En apenas veinte metros cuadrados se concentra todo: hedor, suciedad, harapos, agujeros en el suelo, paredes sucias y descascarilladas, y mirando al techo vemos una chapa llena de agujeros por los que entra agua cuando llueve, mantenida sobre unos palos de los que cuelga una mosquitera sucia y llena de agujeros. Al lado de ésta, un ventanuco ilumina la estancia durante apenas media hora al día, y que sirve de ventilación de veinte metros cuadrados. Aquí es donde pasan los años unos cuarenta niños desde los cuatro o cinco años de edad hasta los dieciséis. Y es que no es una excepción en Senegal esta daara (escuela coránica), lo menos habitual es la daara donde pueden estudiar dignamente y salir adelante.

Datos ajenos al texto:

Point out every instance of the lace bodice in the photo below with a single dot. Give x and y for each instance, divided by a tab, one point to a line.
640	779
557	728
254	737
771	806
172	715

A tan solo cuatro horas de avión de aquí nos encontramos con unos doscientos mil niños talibés de los que tan solo nos acordamos de su infancia cuando a los veinte años consiguen subir a una patera y llegar a España jugándose la vida, pero es que no tienen nada que perder. Doscientos mil niños sufriendo todo tipo de vejaciones durante toda su infancia y que alguno de ellos acaba vendiendo su cuerpo a una persona de color naranja y llena de pecas en un complejo turístico a cambio de un móvil o algo de alcohol. Si alguno de ellos tiene suerte puede llegar a ser ayudante del Marabú (líder espiritual) que le enseñó a rezar. Y es que aquello es un polvorín, es todo un enjambre de personas a las que no se les da ninguna formación de ningún tipo prácticamente, y que los gobiernos de turno hacen lo que quieren con ellos. Ya no se acuerdan de ellos ni para experimentar con la vacuna de la malaria. Una vacuna en fase de prueba. No sé cuál es el motivo por el cual no se ha incluido este país en la vacunación, pero los niños de las daaras son los olvidados de este mundo. No tienen recursos de ningún tipo. A muchos de ellos se les puede ver las huellas que deja la malaria en sus ojos amarillos. Luego vendrán aquí, y cuando los vemos buscando en los contenedores nos dan pena.